Even if your set of commands is only a few lines long, if you need to call it often–especially with reference to other scripts and in varying contexts– making it into a generally-available shell script has many advantages.

/usr/local/bin

Users making their own scripts often start by putting them in /usr/local/bin and making them executable with sudo chmod +x, since many Unix systems include this directory in the system PATH. If you want a script to be generally available to all users on a system, this is a reasonable approach. However, if the script is just something for your own personal use, or if you don’t have the permissions necessary to write to this system path, it may be preferable to have your own directory for logical binaries, including scripts.

Private bindir

Unix-like users who do this seem to vary in where they choose to put their private logical binaries directory. I’ve seen each of the below used or recommended:

  • ~/bin
  • ~/.bin
  • ~/.local/bin
  • ~/Scripts

I personally favour ~/.local/bin, but you can put your scripts wherever they best fit into your HOME directory layout. You may want to choose something that fits in well with the XDG standard, or whatever existing standard or system your distribution chooses for filesystem layout in $HOME.

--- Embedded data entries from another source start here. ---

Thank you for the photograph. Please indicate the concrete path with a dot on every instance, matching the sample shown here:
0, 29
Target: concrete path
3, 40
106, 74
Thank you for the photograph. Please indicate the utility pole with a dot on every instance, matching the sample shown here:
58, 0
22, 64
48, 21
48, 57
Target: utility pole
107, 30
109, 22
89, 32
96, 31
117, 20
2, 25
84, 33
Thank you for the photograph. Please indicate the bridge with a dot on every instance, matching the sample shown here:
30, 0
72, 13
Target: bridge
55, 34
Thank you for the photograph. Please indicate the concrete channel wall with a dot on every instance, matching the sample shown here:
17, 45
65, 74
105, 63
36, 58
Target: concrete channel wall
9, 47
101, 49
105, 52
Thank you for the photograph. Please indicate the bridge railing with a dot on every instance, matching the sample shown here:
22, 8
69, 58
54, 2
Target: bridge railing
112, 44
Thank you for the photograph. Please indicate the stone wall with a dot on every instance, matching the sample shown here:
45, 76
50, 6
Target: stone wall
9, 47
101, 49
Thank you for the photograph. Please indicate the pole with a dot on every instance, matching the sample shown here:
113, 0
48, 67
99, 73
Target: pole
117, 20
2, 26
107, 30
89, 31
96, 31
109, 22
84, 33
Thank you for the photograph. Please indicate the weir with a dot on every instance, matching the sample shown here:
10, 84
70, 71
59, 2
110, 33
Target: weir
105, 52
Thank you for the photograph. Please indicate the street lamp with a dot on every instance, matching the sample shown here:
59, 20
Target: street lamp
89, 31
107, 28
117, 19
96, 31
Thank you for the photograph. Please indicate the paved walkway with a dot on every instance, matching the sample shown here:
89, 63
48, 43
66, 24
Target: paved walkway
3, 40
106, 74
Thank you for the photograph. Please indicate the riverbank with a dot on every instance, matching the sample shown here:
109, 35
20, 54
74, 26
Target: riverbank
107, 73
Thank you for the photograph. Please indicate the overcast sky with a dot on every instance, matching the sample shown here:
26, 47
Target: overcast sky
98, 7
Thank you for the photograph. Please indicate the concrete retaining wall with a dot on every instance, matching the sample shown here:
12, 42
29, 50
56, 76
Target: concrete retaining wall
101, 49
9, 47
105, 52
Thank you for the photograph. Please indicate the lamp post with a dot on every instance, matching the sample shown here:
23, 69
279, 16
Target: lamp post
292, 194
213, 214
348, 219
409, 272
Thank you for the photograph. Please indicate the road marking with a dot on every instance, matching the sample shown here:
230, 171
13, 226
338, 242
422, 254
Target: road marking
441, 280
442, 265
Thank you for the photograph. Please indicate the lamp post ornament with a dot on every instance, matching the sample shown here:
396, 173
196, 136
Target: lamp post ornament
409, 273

In order to make this work, you will want to customize your login shell startup to include the directory in your PATH environment variable. It’s better to put this into ~/.profile or whichever file your shell runs on login, so that it’s only run once. That should be all that’s necessary, as PATH is typically exported as an environment variable for all the shell’s child processes. A line like this at the end of one of those scripts works well to extend the system PATH for our login shell:

PATH=$HOME/.local/bin:$PATH

Note that we specifically put our new path at the front of the PATH variable’s value, so that it’s the first directory searched for programs. This allows you to implement or install your own versions of programs with the same name as those in the system; this is useful, for example, if you like to experiment with building software in $HOME.

If you’re using a systemd-based GNU/Linux, and particularly if you’re using a display manager like GDM rather than a TTY login and startx for your X11 environment, you may find it more robust to instead set this variable with the appropriate systemd configuration file. Another option you may prefer on systems using PAM is to set it with pam_env(8).

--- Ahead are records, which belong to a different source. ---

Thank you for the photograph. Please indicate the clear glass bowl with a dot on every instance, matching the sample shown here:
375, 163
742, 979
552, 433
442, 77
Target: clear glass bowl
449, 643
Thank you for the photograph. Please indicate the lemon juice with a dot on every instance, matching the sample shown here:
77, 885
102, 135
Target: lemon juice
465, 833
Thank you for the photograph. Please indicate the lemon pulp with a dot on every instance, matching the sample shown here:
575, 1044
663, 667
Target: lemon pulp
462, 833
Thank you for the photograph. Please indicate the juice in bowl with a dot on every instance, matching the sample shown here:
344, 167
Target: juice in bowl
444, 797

After logging in, we first verify the directory is in place in the PATH variable:

$ printf '%s\n' "$PATH"
/home/tom/.local/bin:/usr/local/bin:/usr/bin:/bin:/usr/local/games:/usr/games

We can test this is working correctly by placing a test script into the directory, including the #!/bin/sh shebang, and making it executable by the current user with chmod(1):

$ cat >~/.local/bin/test-private-bindir
#!/bin/sh
printf 'Working!\n'
^D
$ chmod u+x ~./local/bin/test-private-bindir
$ test-private-bindir
Working!

Examples from the author

I publish the more generic scripts I keep in ~/.local/bin, which I keep up-to-date on my personal systems in version control using Git, along with my configuration files. Many of the scripts are very short, and are intended mostly as building blocks for other scripts in the same directory. A few examples:

  • gscr(1df): Run a set of commands on a Git repository to minimize its size.
  • fgscr(1df): Find all Git repositories in a directory tree and run gscr(1df) over them.
  • hurl(1df): Extract URLs from links in an HTML document.
  • maybe(1df): Exit with success or failure with a given probability.
  • rfcr(1df): Download and read a given Request for Comments document.
  • tot(1df): Add up a list of numbers.

For such scripts, I try to write them as much as possible to use tools specified by POSIX, so that there’s a decent chance of them working on whatever Unix-like system I need them to.

On systems I use or manage, I might specify commands to do things relevant specifically to that system, such as:

  • Filter out uninteresting lines in an Apache HTTPD logfile with awk.
  • Check whether mail has been delivered to system users in /var/mail.
  • Upgrade the Adobe Flash player in a private Firefox instance.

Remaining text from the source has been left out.